Tsaoko (Grass Fruit)

Description:
Tsaoko, scientifically known as Amomum tsaoko or Tsao-ko, is the dried mature fruit of a plant belonging to the Zingiberaceae (ginger) family. It is primarily cultivated in the provinces of Yunnan, Guangxi, and Guizhou in China. The fruits are harvested during autumn when they reach maturity, after which any impurities are removed and the fruits are dried under the sun or at low temperatures. They can be used whole after being lightly stir-fried and shelled, or prepared with ginger juice, and should be crushed before use.

Tsaoko (Grass Fruit)

Pharmacological Properties:

  • Flavor and Nature: Pungent and warm.
  • Meridians Entered: Spleen and Stomach.

Functions:

  • Drying dampness and warming the middle burner (spleen and stomach).
  • Interrupting malaria and expelling phlegm.

Applications:

  • For cold-dampness obstruction inside the body causing distension and pain in the abdomen, fullness, and vomiting. Due to its strong pungent and warm nature, it has a more potent effect on drying dampness and warming the middle compared to cardamom (Amomum kravanh), making it especially suitable for cases of abdominal distension and pain, vomiting, and diarrhea due to excessive cold-dampness, characterized by turbid and greasy tongue coating. It is often combined with herbs like Evodia rutaecarpa (Wu Zhu Yu), dry ginger (Gan Jiang), and Amomum villosum (Sha Ren).

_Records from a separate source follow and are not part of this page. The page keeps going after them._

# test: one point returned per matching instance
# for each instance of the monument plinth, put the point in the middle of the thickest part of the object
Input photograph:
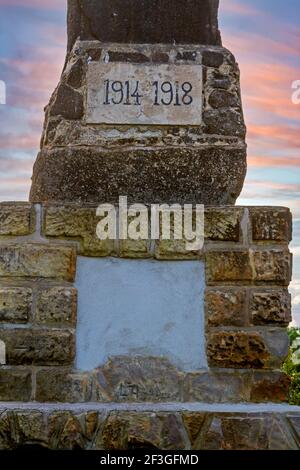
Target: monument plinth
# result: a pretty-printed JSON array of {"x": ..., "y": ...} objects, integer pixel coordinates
[
  {"x": 156, "y": 117},
  {"x": 143, "y": 343}
]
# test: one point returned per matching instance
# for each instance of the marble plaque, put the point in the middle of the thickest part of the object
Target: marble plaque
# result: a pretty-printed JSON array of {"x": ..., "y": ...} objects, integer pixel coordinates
[{"x": 123, "y": 93}]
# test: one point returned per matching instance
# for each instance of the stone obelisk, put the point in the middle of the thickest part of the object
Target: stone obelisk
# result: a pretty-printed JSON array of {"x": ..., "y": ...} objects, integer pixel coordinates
[{"x": 148, "y": 106}]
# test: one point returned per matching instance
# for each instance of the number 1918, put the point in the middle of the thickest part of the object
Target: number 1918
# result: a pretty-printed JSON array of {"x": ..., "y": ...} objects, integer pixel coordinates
[{"x": 164, "y": 93}]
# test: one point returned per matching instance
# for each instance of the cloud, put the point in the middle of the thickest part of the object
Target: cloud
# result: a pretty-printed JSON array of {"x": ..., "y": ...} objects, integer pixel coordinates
[{"x": 236, "y": 8}]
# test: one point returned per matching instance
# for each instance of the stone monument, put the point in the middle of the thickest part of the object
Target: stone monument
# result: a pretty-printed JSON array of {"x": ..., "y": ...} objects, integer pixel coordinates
[{"x": 142, "y": 343}]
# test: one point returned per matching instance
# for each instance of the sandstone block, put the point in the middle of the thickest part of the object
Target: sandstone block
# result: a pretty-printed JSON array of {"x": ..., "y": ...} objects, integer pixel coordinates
[
  {"x": 217, "y": 386},
  {"x": 80, "y": 223},
  {"x": 15, "y": 304},
  {"x": 228, "y": 266},
  {"x": 270, "y": 387},
  {"x": 37, "y": 260},
  {"x": 57, "y": 305},
  {"x": 133, "y": 430},
  {"x": 273, "y": 266},
  {"x": 165, "y": 175},
  {"x": 247, "y": 349},
  {"x": 38, "y": 347},
  {"x": 15, "y": 385},
  {"x": 222, "y": 224},
  {"x": 138, "y": 379},
  {"x": 270, "y": 307},
  {"x": 271, "y": 224},
  {"x": 62, "y": 385},
  {"x": 225, "y": 307},
  {"x": 16, "y": 219}
]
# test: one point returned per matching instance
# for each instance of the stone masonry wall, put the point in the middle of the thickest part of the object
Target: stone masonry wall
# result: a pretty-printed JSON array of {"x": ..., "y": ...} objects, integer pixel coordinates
[{"x": 247, "y": 308}]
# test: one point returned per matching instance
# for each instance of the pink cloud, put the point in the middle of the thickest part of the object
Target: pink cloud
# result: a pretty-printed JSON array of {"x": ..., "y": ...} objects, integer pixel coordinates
[{"x": 233, "y": 7}]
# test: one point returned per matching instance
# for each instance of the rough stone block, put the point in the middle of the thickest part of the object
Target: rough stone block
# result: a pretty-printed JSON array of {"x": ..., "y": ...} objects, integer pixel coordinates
[
  {"x": 142, "y": 174},
  {"x": 133, "y": 430},
  {"x": 230, "y": 266},
  {"x": 15, "y": 304},
  {"x": 135, "y": 249},
  {"x": 247, "y": 349},
  {"x": 270, "y": 387},
  {"x": 222, "y": 224},
  {"x": 61, "y": 385},
  {"x": 16, "y": 219},
  {"x": 225, "y": 307},
  {"x": 138, "y": 379},
  {"x": 57, "y": 305},
  {"x": 217, "y": 386},
  {"x": 37, "y": 260},
  {"x": 67, "y": 103},
  {"x": 271, "y": 224},
  {"x": 38, "y": 347},
  {"x": 272, "y": 266},
  {"x": 270, "y": 307},
  {"x": 256, "y": 432},
  {"x": 259, "y": 266},
  {"x": 15, "y": 385},
  {"x": 77, "y": 223}
]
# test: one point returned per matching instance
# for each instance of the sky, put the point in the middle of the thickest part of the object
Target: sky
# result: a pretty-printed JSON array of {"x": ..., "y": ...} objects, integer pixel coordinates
[{"x": 264, "y": 35}]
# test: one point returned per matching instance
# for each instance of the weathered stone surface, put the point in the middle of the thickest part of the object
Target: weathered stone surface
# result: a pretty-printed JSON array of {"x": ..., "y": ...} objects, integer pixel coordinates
[
  {"x": 61, "y": 385},
  {"x": 37, "y": 260},
  {"x": 295, "y": 422},
  {"x": 67, "y": 103},
  {"x": 135, "y": 249},
  {"x": 80, "y": 223},
  {"x": 19, "y": 428},
  {"x": 15, "y": 385},
  {"x": 228, "y": 266},
  {"x": 138, "y": 379},
  {"x": 270, "y": 307},
  {"x": 16, "y": 219},
  {"x": 273, "y": 266},
  {"x": 39, "y": 347},
  {"x": 158, "y": 176},
  {"x": 15, "y": 304},
  {"x": 237, "y": 349},
  {"x": 271, "y": 224},
  {"x": 217, "y": 386},
  {"x": 223, "y": 99},
  {"x": 225, "y": 307},
  {"x": 66, "y": 431},
  {"x": 144, "y": 22},
  {"x": 222, "y": 224},
  {"x": 57, "y": 305},
  {"x": 269, "y": 387},
  {"x": 258, "y": 266},
  {"x": 124, "y": 431},
  {"x": 193, "y": 423},
  {"x": 212, "y": 58},
  {"x": 261, "y": 432},
  {"x": 76, "y": 74}
]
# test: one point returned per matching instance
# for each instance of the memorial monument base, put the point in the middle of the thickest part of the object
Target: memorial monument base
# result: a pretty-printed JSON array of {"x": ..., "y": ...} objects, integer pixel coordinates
[{"x": 230, "y": 394}]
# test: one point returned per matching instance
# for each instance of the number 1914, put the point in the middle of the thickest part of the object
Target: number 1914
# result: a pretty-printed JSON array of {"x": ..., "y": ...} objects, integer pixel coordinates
[{"x": 164, "y": 93}]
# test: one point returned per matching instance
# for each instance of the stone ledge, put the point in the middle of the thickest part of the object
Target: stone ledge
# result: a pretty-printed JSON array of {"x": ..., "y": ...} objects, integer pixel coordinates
[
  {"x": 165, "y": 428},
  {"x": 16, "y": 219}
]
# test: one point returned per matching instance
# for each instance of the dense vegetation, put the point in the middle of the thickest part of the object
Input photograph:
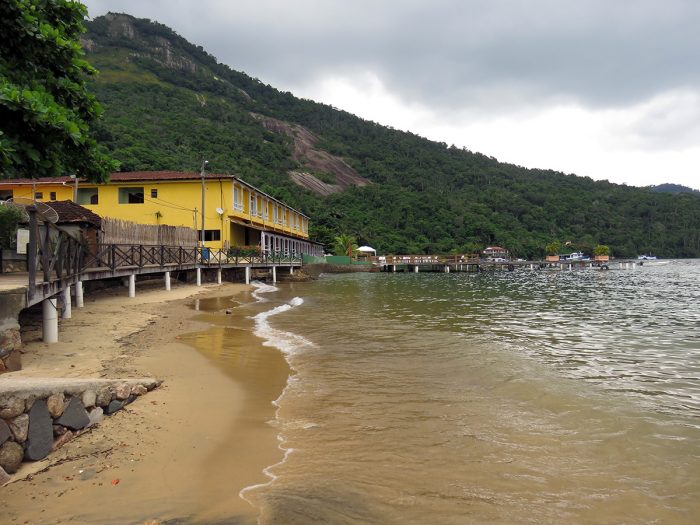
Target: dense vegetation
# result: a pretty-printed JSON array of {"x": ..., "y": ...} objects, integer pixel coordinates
[
  {"x": 45, "y": 109},
  {"x": 169, "y": 105}
]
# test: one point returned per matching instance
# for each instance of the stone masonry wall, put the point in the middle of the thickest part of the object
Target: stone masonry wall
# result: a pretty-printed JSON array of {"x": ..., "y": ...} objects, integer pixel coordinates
[{"x": 38, "y": 416}]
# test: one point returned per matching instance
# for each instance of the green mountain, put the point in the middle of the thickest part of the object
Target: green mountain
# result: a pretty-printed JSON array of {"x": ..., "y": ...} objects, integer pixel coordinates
[{"x": 169, "y": 104}]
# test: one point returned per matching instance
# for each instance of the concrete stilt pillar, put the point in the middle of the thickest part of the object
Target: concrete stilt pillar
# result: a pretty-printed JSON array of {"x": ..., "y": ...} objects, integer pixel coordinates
[
  {"x": 66, "y": 314},
  {"x": 79, "y": 294},
  {"x": 50, "y": 320}
]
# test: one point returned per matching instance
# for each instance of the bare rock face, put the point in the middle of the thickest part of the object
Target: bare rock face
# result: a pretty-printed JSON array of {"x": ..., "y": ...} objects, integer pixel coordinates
[
  {"x": 11, "y": 407},
  {"x": 56, "y": 404},
  {"x": 11, "y": 456},
  {"x": 20, "y": 427},
  {"x": 40, "y": 437},
  {"x": 4, "y": 431},
  {"x": 74, "y": 416}
]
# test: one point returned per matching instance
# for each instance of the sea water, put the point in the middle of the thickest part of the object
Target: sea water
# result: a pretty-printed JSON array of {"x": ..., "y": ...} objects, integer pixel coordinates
[{"x": 507, "y": 397}]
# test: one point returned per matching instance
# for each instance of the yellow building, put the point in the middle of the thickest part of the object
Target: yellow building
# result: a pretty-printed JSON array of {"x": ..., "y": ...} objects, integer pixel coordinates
[{"x": 235, "y": 213}]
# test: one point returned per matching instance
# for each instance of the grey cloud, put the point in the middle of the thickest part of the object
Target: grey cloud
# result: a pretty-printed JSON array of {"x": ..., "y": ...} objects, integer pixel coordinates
[{"x": 452, "y": 53}]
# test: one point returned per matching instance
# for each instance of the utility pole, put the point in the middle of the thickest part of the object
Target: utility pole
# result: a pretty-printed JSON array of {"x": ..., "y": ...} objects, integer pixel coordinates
[{"x": 204, "y": 164}]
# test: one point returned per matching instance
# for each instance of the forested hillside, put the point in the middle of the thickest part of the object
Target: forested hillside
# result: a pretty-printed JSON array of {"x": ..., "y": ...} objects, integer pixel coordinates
[{"x": 169, "y": 104}]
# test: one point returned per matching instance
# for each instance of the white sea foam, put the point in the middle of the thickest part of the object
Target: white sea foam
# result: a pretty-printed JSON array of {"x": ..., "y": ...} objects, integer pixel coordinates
[{"x": 288, "y": 343}]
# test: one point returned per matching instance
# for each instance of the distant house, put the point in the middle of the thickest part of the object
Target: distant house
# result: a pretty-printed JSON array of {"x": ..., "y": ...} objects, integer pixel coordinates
[{"x": 495, "y": 252}]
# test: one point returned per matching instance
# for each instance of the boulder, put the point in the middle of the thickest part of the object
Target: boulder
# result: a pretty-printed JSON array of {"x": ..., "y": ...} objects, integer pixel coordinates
[
  {"x": 56, "y": 404},
  {"x": 11, "y": 407},
  {"x": 89, "y": 398},
  {"x": 4, "y": 477},
  {"x": 20, "y": 427},
  {"x": 4, "y": 431},
  {"x": 40, "y": 436},
  {"x": 11, "y": 456},
  {"x": 123, "y": 391},
  {"x": 74, "y": 416}
]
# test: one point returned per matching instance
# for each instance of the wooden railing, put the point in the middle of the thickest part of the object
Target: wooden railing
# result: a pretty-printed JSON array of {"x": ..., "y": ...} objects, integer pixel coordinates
[{"x": 429, "y": 259}]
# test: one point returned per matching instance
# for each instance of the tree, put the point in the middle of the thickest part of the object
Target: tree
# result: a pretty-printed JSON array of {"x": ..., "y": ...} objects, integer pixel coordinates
[
  {"x": 344, "y": 244},
  {"x": 45, "y": 107}
]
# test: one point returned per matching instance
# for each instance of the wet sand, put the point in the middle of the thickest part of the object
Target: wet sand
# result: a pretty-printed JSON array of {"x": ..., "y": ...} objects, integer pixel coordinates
[{"x": 183, "y": 452}]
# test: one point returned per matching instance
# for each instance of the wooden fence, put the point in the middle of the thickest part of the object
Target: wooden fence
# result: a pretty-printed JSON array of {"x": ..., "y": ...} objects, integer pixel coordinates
[{"x": 117, "y": 231}]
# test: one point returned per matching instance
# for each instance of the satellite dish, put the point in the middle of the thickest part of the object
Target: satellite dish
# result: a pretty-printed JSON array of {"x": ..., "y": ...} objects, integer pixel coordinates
[{"x": 45, "y": 213}]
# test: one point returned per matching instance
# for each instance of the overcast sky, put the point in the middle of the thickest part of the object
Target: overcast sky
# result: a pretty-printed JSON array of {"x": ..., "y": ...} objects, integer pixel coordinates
[{"x": 608, "y": 89}]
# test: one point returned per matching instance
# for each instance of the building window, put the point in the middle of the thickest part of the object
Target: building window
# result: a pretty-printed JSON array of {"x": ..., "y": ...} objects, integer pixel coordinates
[
  {"x": 131, "y": 195},
  {"x": 210, "y": 235},
  {"x": 87, "y": 196}
]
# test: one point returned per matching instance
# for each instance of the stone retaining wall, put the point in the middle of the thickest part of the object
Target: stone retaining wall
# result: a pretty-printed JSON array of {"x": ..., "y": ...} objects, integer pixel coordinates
[{"x": 38, "y": 416}]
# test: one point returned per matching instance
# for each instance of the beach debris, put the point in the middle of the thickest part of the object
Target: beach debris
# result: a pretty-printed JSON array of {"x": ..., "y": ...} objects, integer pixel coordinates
[
  {"x": 74, "y": 416},
  {"x": 20, "y": 427},
  {"x": 56, "y": 404},
  {"x": 40, "y": 436},
  {"x": 4, "y": 431},
  {"x": 11, "y": 456},
  {"x": 4, "y": 477}
]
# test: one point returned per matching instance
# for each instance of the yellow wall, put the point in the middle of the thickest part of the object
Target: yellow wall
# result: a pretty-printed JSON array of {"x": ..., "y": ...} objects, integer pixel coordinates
[{"x": 175, "y": 202}]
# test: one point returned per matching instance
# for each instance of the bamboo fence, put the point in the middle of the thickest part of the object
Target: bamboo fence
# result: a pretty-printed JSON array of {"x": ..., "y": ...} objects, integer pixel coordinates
[{"x": 117, "y": 231}]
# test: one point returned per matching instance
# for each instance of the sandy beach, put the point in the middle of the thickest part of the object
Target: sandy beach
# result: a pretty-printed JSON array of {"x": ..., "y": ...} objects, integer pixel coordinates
[{"x": 180, "y": 454}]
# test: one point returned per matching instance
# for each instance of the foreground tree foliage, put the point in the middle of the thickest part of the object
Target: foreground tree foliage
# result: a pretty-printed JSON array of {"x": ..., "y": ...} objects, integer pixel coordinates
[
  {"x": 45, "y": 107},
  {"x": 169, "y": 104}
]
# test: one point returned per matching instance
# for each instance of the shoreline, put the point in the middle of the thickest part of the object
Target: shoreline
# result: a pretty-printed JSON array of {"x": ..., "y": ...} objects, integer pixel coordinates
[{"x": 185, "y": 450}]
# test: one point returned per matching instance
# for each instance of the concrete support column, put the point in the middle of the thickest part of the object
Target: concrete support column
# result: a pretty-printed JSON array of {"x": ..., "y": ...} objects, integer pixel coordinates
[
  {"x": 66, "y": 314},
  {"x": 79, "y": 294},
  {"x": 50, "y": 320}
]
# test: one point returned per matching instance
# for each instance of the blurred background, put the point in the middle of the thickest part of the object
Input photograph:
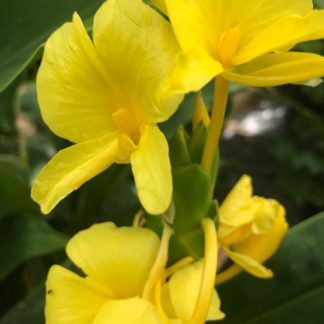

Dosage and Administration:

  • Decoction: 3 to 6 grams.

Modern Research:

  • Chemical Constituents: Contains volatile oils, starch, fats, and various trace elements.

This translation provides an overview of Tsaoko for an English-speaking audience, particularly for those interested in traditional Chinese medicine practices in the United States. The information covers the herb’s source, preparation, pharmacological properties, functions, applications, dosage, and modern research findings.